I believe the question mark at the end is used to mark parameter options in the request url. Since the space after the question mark is empty, then all parameters are kept in the file.
The other thing to is to change the mode parameter in download.file to ‘w’ instead of ‘wb’, since CSV files are text files.
Cheers,
Ian
Thanks, that makes sense.
Hi Bob, just a word of caution. As I’m sure you know, CSV files tend to be huge, on the order of at least 10x what a netcdf file would be. So if the full dataset is 50GB, as Ian roughly estimated, you might need 500GB of space if you request csv files.
That said, if you don’t need all the variables that Erddap provides, you could tweak the URLs after the ? to just include the variable you really need, thus saving a lot of local space.
You can play with the data request page in Erddap to figure out the URL syntax you need.

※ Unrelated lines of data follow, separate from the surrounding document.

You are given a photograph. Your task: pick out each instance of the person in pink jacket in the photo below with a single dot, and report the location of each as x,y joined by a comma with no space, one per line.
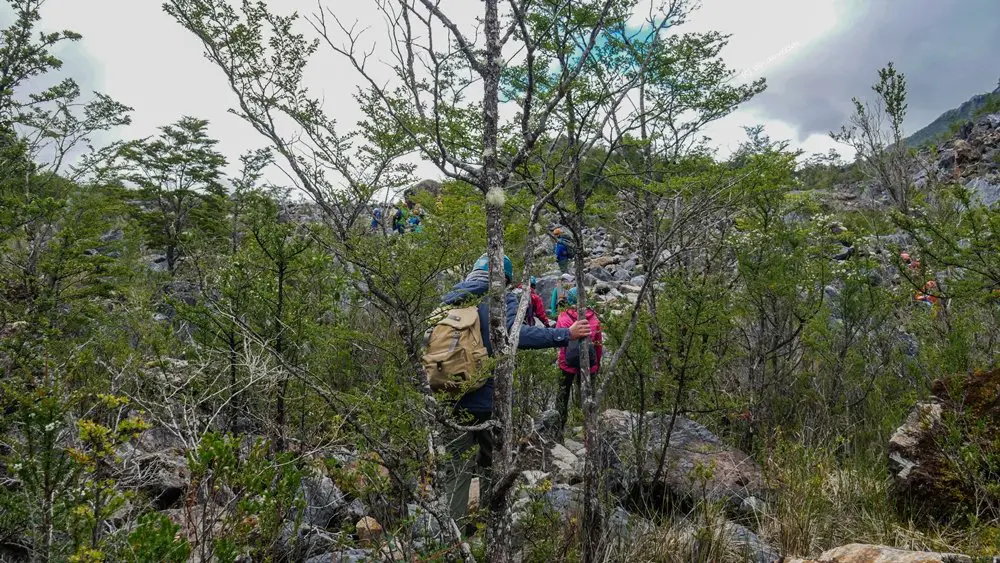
570,373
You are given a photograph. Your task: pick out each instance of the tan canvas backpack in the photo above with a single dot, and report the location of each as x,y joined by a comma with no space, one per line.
455,352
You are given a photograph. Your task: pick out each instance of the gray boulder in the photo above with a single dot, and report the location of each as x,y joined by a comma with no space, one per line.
344,556
601,273
986,191
733,478
323,501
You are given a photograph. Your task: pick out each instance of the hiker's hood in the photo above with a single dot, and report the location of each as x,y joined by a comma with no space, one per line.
475,285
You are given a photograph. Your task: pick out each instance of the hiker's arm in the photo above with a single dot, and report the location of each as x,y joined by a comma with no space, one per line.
533,338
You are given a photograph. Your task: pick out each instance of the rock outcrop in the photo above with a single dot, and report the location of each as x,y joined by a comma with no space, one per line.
696,464
925,457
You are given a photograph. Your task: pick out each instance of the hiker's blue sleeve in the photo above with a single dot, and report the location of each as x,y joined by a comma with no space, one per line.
532,337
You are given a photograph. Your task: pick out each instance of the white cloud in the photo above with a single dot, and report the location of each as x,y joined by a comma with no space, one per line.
140,56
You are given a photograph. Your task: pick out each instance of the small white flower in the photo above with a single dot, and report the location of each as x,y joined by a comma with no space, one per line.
495,197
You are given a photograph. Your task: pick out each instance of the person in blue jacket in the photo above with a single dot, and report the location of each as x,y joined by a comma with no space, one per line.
476,407
563,249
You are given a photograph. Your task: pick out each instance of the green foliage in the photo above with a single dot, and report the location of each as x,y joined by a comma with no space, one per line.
179,177
155,539
265,489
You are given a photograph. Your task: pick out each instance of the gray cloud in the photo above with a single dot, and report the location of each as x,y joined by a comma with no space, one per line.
947,50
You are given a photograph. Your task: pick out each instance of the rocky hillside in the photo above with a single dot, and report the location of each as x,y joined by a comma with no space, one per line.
944,122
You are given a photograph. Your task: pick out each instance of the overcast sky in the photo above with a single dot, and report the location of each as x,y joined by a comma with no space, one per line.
816,55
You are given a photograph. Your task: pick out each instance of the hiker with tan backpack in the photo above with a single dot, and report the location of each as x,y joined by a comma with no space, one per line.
457,346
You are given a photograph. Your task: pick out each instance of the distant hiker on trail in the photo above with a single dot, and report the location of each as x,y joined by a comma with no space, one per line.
569,357
538,306
448,353
399,218
563,250
924,296
416,215
909,262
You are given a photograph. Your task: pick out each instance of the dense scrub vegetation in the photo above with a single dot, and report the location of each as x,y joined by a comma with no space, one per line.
188,354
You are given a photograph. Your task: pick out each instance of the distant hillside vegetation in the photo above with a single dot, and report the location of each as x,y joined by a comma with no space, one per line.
952,117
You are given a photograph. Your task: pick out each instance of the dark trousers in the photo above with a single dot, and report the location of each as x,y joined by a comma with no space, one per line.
461,465
562,401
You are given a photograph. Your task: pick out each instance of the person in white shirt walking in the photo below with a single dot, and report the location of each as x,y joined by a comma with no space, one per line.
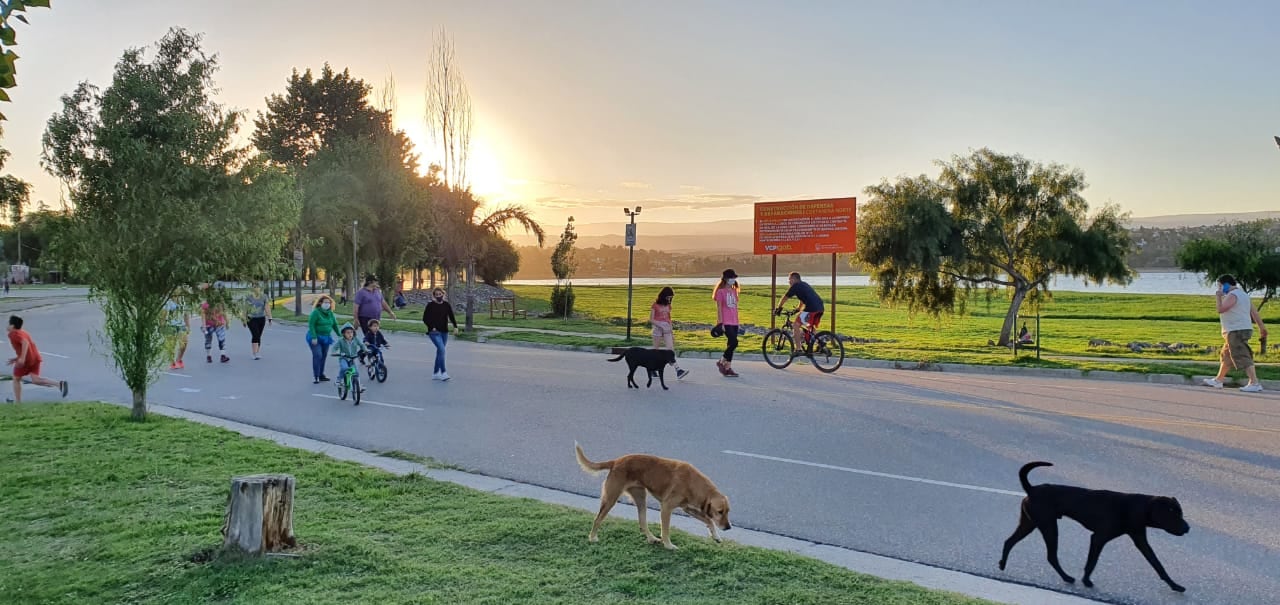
1237,316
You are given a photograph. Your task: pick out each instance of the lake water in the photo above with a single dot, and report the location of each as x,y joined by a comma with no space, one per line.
1146,283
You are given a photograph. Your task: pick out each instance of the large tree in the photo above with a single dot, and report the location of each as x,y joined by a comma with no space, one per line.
990,220
465,232
1248,251
163,197
314,114
448,111
374,180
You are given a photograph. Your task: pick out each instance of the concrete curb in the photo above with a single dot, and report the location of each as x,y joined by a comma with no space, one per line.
883,567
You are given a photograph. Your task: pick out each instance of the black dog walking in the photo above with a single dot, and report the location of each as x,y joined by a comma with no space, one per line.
652,360
1109,514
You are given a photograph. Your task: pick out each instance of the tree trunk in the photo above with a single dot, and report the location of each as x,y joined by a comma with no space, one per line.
260,514
1011,316
471,283
140,406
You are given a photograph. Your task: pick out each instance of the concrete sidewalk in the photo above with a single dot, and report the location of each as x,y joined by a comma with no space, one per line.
883,567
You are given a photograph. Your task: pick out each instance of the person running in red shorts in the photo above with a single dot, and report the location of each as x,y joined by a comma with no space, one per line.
27,363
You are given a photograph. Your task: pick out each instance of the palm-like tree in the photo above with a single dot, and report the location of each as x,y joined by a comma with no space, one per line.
465,234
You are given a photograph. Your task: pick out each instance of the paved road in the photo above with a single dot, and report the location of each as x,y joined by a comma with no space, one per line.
918,466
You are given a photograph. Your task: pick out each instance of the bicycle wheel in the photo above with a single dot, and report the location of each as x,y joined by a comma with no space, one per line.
828,352
777,348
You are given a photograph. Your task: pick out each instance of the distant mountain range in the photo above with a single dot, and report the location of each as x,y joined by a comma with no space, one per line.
734,237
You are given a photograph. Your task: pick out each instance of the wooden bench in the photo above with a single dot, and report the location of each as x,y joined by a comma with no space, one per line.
504,307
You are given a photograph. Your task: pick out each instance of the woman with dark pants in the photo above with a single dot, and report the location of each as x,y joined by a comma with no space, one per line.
437,316
257,315
726,297
320,329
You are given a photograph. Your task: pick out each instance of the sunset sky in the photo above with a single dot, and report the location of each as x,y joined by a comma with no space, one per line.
698,109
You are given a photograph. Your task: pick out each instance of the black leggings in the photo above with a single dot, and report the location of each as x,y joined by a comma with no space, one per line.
731,335
255,329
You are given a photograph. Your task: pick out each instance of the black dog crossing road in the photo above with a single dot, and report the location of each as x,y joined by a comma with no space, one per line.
918,466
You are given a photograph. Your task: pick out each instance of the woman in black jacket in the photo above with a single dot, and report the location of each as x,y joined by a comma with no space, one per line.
437,316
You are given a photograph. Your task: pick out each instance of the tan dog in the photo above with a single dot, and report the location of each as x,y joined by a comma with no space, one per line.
675,484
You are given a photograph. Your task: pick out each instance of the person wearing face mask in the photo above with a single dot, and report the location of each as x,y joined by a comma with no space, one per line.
320,329
257,314
659,317
726,297
437,316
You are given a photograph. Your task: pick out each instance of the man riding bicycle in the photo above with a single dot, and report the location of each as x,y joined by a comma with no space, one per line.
810,303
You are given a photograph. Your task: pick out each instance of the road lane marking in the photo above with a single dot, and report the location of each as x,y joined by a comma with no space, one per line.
374,403
873,473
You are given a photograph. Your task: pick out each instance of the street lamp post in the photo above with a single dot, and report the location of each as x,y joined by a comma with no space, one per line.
631,260
355,270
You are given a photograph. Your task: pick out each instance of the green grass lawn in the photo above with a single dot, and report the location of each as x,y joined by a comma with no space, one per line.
101,509
1069,321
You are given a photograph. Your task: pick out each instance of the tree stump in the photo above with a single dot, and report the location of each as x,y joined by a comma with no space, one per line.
260,514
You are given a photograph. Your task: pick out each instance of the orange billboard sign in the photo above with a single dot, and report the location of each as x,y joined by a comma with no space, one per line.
807,227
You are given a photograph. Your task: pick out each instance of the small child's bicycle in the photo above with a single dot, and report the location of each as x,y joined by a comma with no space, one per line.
822,348
376,365
350,381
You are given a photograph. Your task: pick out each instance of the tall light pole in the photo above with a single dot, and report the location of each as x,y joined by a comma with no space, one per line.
355,270
631,260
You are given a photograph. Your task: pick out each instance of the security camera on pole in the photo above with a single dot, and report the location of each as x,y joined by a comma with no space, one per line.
631,260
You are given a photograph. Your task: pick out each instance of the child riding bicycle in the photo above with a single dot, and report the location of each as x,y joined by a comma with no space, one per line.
348,351
812,308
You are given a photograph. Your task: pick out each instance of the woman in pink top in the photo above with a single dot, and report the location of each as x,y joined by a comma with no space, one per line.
726,315
659,317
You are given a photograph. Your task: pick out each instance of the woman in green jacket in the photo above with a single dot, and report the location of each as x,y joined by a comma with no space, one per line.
320,328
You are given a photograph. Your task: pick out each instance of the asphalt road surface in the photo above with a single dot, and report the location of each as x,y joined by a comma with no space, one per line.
918,466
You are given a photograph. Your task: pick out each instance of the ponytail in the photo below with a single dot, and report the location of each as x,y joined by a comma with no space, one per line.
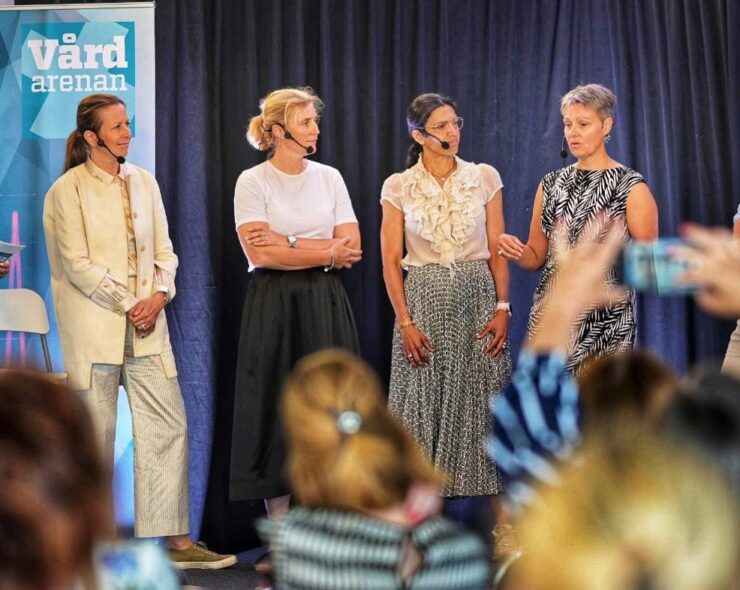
76,151
412,157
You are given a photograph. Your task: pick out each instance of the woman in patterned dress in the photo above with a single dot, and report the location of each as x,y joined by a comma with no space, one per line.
449,349
577,200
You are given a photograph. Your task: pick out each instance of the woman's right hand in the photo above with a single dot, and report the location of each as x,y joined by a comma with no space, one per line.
416,346
344,256
510,247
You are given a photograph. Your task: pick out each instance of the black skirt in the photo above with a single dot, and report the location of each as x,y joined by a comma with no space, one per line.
287,315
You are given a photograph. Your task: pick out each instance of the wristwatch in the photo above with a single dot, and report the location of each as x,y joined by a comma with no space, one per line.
505,306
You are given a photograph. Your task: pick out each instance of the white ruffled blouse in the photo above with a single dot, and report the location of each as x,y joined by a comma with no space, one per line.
443,225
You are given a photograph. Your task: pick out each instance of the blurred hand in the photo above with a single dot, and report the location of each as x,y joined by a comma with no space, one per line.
579,283
416,346
580,279
344,256
144,314
714,267
498,327
422,501
510,247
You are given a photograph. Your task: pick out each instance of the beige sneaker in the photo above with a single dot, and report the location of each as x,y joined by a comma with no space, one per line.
199,557
505,543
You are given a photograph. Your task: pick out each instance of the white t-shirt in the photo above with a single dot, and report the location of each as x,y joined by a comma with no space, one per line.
443,225
305,205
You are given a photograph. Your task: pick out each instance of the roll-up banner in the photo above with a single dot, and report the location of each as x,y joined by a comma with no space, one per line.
51,58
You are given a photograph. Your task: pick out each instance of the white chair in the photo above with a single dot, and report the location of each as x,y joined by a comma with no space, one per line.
23,310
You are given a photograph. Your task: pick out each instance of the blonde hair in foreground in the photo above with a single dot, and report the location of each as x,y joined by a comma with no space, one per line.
275,109
370,469
641,516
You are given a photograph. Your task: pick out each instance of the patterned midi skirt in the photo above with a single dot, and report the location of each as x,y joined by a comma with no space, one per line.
445,403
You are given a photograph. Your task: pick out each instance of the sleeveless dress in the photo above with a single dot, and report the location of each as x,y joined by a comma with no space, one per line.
578,202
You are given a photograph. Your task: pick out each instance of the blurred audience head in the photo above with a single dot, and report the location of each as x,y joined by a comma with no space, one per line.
643,516
625,394
54,486
705,417
345,450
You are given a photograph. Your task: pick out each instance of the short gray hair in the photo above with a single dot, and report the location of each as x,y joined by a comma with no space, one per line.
596,96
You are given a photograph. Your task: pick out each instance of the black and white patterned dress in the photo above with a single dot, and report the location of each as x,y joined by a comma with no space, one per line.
577,202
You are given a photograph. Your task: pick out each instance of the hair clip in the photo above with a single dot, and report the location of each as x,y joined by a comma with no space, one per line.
349,422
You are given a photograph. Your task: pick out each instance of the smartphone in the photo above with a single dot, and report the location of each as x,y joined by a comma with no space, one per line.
648,267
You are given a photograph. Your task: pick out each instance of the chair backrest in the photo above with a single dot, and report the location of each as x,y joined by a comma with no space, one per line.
23,310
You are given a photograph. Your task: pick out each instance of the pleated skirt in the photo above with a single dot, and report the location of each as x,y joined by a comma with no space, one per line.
445,403
287,315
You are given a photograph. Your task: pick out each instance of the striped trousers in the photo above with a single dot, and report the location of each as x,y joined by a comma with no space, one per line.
159,429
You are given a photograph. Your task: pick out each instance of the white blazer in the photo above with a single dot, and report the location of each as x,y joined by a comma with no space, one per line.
86,238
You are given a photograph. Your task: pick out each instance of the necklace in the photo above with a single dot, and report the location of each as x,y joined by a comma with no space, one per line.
443,177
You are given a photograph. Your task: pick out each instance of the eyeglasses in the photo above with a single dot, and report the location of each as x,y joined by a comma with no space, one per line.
439,127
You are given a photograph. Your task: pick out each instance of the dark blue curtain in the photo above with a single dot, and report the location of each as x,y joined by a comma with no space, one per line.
674,65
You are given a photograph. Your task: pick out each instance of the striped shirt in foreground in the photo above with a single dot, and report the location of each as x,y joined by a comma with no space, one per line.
327,549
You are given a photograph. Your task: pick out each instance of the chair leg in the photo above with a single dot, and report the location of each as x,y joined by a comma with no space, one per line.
47,356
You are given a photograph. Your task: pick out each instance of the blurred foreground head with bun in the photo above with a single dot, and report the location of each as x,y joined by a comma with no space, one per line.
54,486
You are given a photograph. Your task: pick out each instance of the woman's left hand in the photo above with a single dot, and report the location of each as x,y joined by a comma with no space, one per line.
264,236
498,327
144,314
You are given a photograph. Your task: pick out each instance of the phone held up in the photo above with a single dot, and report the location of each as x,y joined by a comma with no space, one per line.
649,267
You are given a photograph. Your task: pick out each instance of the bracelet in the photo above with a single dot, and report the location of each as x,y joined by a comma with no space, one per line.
504,306
405,322
333,261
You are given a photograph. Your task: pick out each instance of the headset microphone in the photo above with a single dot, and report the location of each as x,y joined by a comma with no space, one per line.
445,145
119,159
288,135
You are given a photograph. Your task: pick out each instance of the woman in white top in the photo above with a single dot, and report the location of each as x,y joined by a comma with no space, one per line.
452,312
296,225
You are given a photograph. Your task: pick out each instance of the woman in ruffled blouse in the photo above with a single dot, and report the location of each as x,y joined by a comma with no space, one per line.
452,312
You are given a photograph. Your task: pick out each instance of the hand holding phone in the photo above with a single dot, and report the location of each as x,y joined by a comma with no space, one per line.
651,267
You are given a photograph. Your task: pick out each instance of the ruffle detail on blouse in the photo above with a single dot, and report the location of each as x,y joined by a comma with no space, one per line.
445,216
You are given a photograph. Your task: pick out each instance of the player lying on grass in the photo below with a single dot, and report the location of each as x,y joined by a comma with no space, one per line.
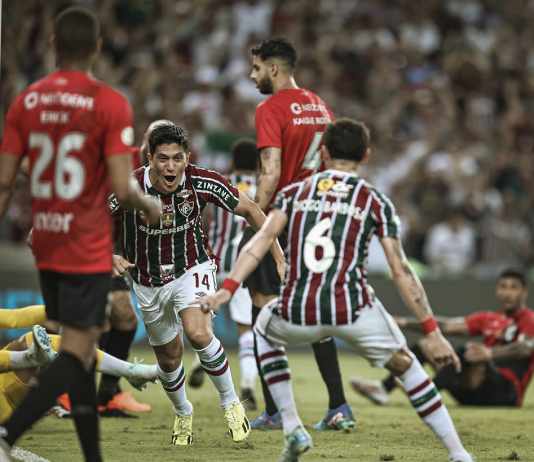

Thanks Sage, I wasn’t aware the netcdf files were so much smaller. I will consider working with this format instead.
-Bob.
So I just did a quick test on CP387 which was recovered this month after ~40 days… the full dataset in CSV is 21.9MB while the .nc is 12.1MB. I’m not quite sure why there is only a 2x difference, but I’m unfamiliar with how Erddap handles compression. Bottom line, you do save a bit of space. But you can save a bunch more if you don’t request all the variables.
Also, in case you’re not familiar, Erddap’s Advanced Search page is a nice way to find specific datasets (or glider deployments in this case) by title, date range and/or lat/lon box. Here’s an example search that simply finds all the datasets mentioning “OOI.” You could add “Pioneer” or “CP_” accordingly to just get those arrays, or use the date and location filters. The scripts Ian shared basically use the API version of the form.